The film ends with a couple of quotes from two very different leaders of the African American community in the 1960s, Martin Luther King Junior and Malcolm X. They cope with violence and their divergence goes to the heart of the film’s tragedy. This violence may be useless and shocking and it could have been avoided; the fact is, it happened and went out of control because people were keen to vent their feelings that way. The film rigorously follows the events step by step, recording precisely how the things got wrong: how a man lost his life and another one his living. The bitter gap that separates Mookie from Sal the day after is perfectly conveyed by the composition and their gestures. This is the clash of two ideas about what is a man’s dignity that personal experience and social inequality have made unintelligible to each of the men.
Over the course of the film a lot of words and gestures are vividly and precisely captured, ranging the whole gamut of dissatisfaction and also of self-confidence. Below the mockery and the irony, there is always a keen and honest attention to the characters’ complex, contradictory and candid sentiments. The characters are no caricatures but stand as people who get by with what have. The touchy and tough questions raised by race are not eluded but put on the table quite naturally as the characters make their point. They even sing it: the most surprising and compelling moment in the vast discussion between opposite viewpoints that is the thrust of the flick occurs when a selection of the characters describe their prejudices and gripes as they just rap. Earlier, the movie’s titles had appeared over a musical-like overture featuring a young woman fiercely dancing over hip hop rhythm. And one of the characters is defined only by his love to this kind of music. The film, shot in vibrant colors, boldly claims the hip hop and rap culture as a powerful tool of expression and a definitive fixture of the African American life.
The most disturbing quarrel revolves around the blackness of the place; at one point a White biker is heckled because he bumped into Buggin’ Out and soiled his brand-new sneakers; things flirt with disaster as he defends his right to live on the street, part of a New York borough where he was born, to the dismay and disbelief of the young Blacks shouting at him. The grudge against the Korean-born grocer and Sal’s futile effort to convince Pino he is right to serve this community also illustrate, in their own different ways, the awkward situation of anyone who is not Black and the related vainglorious assertiveness of some young Blacks. Should the possibility to live together be given up and should instead a separatist and self-serving sense of racial identity shape the streets? The final violence suggests this debate has been settled for the worst, but is it for sure? The narrative may as open-ended as it is open-minded to all arguments.

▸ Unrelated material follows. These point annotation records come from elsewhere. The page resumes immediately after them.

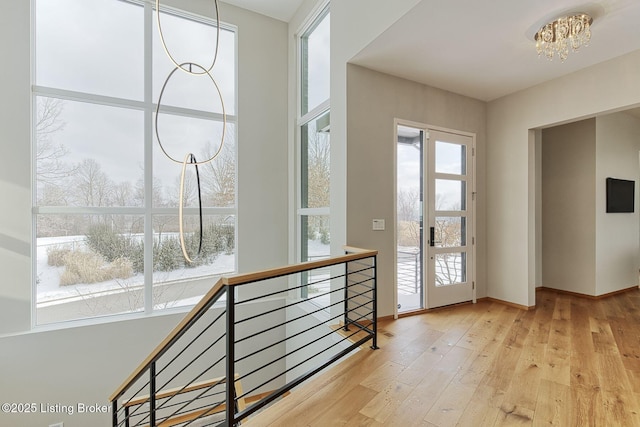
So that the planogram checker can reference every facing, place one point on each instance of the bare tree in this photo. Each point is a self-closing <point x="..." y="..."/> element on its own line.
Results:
<point x="219" y="176"/>
<point x="409" y="218"/>
<point x="51" y="170"/>
<point x="93" y="186"/>
<point x="318" y="170"/>
<point x="190" y="190"/>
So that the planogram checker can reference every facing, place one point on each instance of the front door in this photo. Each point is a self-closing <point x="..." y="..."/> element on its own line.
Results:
<point x="449" y="213"/>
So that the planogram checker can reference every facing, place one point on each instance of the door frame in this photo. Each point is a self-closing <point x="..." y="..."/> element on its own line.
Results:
<point x="471" y="273"/>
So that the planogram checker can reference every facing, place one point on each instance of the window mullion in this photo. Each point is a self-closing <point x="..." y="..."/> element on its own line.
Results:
<point x="148" y="158"/>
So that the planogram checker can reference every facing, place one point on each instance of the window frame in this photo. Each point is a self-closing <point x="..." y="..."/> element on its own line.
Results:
<point x="148" y="106"/>
<point x="303" y="118"/>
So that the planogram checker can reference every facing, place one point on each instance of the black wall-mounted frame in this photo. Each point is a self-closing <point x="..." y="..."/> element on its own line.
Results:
<point x="620" y="195"/>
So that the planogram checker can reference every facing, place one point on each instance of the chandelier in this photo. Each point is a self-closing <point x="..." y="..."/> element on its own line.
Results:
<point x="568" y="31"/>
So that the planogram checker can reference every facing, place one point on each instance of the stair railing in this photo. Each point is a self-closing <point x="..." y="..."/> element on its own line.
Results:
<point x="252" y="339"/>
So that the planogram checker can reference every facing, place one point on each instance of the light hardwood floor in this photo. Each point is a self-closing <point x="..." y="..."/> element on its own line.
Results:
<point x="570" y="362"/>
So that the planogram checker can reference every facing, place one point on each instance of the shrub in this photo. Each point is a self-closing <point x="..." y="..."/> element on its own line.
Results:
<point x="55" y="256"/>
<point x="106" y="242"/>
<point x="167" y="254"/>
<point x="82" y="267"/>
<point x="120" y="268"/>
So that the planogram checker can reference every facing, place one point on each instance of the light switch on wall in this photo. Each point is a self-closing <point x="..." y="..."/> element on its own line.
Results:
<point x="378" y="224"/>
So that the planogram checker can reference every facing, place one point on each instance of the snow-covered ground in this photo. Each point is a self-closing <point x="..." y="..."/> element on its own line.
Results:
<point x="49" y="290"/>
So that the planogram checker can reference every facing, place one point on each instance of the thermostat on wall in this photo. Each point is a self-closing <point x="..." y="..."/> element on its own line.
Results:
<point x="378" y="224"/>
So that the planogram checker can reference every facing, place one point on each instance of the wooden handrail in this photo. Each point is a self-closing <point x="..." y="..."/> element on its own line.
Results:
<point x="241" y="279"/>
<point x="354" y="254"/>
<point x="162" y="347"/>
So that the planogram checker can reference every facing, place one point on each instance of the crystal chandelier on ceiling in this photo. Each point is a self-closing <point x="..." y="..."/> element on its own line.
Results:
<point x="568" y="31"/>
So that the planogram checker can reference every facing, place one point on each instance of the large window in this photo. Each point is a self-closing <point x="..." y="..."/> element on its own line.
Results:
<point x="105" y="194"/>
<point x="314" y="146"/>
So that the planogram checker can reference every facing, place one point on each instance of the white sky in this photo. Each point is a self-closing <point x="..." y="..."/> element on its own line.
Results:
<point x="96" y="46"/>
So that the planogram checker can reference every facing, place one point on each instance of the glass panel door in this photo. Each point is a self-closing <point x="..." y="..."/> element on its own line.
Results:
<point x="449" y="210"/>
<point x="409" y="218"/>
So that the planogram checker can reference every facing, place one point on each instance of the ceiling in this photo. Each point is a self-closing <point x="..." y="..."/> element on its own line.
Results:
<point x="278" y="9"/>
<point x="484" y="48"/>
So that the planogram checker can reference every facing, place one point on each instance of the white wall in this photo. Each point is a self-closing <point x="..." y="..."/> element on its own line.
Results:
<point x="86" y="363"/>
<point x="616" y="243"/>
<point x="569" y="207"/>
<point x="511" y="212"/>
<point x="371" y="166"/>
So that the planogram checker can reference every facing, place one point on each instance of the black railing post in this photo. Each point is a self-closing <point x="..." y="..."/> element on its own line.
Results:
<point x="114" y="414"/>
<point x="152" y="394"/>
<point x="231" y="406"/>
<point x="375" y="302"/>
<point x="346" y="296"/>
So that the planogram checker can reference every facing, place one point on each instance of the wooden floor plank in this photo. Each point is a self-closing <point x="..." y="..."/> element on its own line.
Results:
<point x="571" y="361"/>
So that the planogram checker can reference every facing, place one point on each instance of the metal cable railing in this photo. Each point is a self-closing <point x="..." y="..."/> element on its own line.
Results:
<point x="250" y="341"/>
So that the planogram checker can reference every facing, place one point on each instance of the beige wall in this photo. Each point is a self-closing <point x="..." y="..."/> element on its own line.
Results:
<point x="568" y="207"/>
<point x="84" y="364"/>
<point x="354" y="24"/>
<point x="617" y="234"/>
<point x="374" y="100"/>
<point x="511" y="163"/>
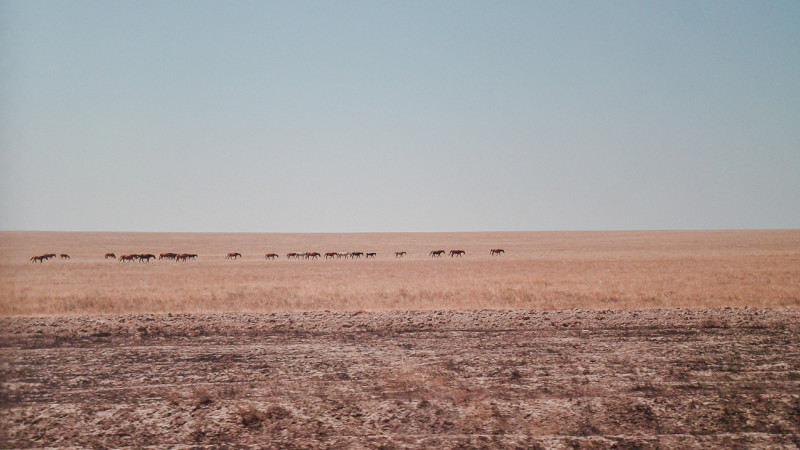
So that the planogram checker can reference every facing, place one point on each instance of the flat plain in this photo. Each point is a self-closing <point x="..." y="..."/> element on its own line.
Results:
<point x="581" y="339"/>
<point x="539" y="270"/>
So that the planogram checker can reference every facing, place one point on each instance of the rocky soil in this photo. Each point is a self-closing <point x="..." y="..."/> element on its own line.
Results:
<point x="549" y="379"/>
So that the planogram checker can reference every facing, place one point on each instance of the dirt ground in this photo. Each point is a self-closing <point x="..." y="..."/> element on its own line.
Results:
<point x="671" y="378"/>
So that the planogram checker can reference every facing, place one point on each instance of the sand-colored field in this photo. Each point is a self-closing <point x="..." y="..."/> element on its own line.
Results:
<point x="540" y="270"/>
<point x="702" y="378"/>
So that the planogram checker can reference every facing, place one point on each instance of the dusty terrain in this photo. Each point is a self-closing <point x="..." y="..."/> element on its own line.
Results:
<point x="550" y="379"/>
<point x="540" y="270"/>
<point x="667" y="339"/>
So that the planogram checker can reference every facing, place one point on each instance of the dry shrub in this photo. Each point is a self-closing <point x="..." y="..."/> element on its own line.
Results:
<point x="252" y="417"/>
<point x="201" y="396"/>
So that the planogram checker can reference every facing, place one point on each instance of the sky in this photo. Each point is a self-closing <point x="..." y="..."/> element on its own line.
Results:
<point x="399" y="116"/>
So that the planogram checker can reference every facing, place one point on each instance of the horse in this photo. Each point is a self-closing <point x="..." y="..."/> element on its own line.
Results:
<point x="146" y="257"/>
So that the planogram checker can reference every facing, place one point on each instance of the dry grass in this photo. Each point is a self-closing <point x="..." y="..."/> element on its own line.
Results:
<point x="541" y="270"/>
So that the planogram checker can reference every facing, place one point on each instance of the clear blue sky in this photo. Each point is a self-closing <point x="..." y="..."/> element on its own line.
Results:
<point x="338" y="116"/>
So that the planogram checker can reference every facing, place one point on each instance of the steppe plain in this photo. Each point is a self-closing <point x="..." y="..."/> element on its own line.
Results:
<point x="569" y="339"/>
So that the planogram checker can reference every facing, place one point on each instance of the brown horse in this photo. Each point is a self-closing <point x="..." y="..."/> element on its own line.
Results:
<point x="146" y="257"/>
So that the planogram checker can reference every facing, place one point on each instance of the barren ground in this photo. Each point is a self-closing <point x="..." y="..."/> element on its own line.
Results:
<point x="649" y="378"/>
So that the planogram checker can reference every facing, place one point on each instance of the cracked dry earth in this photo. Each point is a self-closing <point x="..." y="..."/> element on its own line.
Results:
<point x="550" y="379"/>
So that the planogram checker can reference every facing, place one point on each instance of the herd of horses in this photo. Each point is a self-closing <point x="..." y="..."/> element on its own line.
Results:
<point x="44" y="258"/>
<point x="146" y="257"/>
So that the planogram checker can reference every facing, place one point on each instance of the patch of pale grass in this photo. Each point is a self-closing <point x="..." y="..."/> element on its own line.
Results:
<point x="614" y="270"/>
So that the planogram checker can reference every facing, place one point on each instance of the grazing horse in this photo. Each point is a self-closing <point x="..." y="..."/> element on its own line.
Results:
<point x="147" y="257"/>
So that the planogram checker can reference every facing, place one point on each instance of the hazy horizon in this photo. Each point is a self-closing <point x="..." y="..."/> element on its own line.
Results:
<point x="354" y="116"/>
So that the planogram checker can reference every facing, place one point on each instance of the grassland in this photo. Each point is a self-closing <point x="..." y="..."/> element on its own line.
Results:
<point x="680" y="339"/>
<point x="540" y="271"/>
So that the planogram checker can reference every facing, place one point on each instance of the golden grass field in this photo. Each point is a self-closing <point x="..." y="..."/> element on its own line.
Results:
<point x="540" y="271"/>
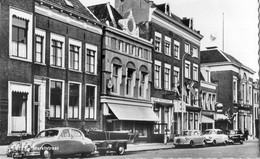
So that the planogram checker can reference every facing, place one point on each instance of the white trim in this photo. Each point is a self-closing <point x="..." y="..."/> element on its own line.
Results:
<point x="43" y="34"/>
<point x="80" y="97"/>
<point x="45" y="11"/>
<point x="24" y="87"/>
<point x="28" y="16"/>
<point x="79" y="44"/>
<point x="62" y="97"/>
<point x="174" y="29"/>
<point x="61" y="39"/>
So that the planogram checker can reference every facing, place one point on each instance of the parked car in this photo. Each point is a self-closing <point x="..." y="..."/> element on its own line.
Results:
<point x="53" y="142"/>
<point x="190" y="138"/>
<point x="215" y="136"/>
<point x="235" y="136"/>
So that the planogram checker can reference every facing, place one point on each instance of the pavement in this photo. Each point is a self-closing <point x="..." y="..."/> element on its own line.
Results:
<point x="134" y="146"/>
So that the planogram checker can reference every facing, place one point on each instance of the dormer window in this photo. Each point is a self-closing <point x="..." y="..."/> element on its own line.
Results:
<point x="68" y="3"/>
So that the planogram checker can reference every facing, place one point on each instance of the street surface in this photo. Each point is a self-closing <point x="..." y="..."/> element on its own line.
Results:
<point x="247" y="150"/>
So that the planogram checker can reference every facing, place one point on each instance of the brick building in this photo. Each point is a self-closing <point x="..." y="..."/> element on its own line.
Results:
<point x="126" y="74"/>
<point x="235" y="87"/>
<point x="176" y="63"/>
<point x="49" y="70"/>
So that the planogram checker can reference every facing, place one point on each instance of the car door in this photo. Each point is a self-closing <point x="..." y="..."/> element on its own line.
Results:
<point x="64" y="142"/>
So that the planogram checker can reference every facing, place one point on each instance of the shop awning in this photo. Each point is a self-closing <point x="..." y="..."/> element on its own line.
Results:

A young filmmaker, Spike Lee has written and directed a bittersweet chronicle that surveys the race debate at street level with an informed view but without any intent to preach. It is no accident he also plays the lead role of Mookie, a nice and blunt person who is not easy to pigeonhole and is buffeted by the events and the impossibility to be the manly and mature person others expect him to become. Lee just takes stock of a difficult life and emphasizes how uneasy it is to find out what that right thing to do is all about. Race relations, it seems, have created such divergent feelings on things as basic as getting money or decorating a place that simply ending the day without a trouble sounds a miracle.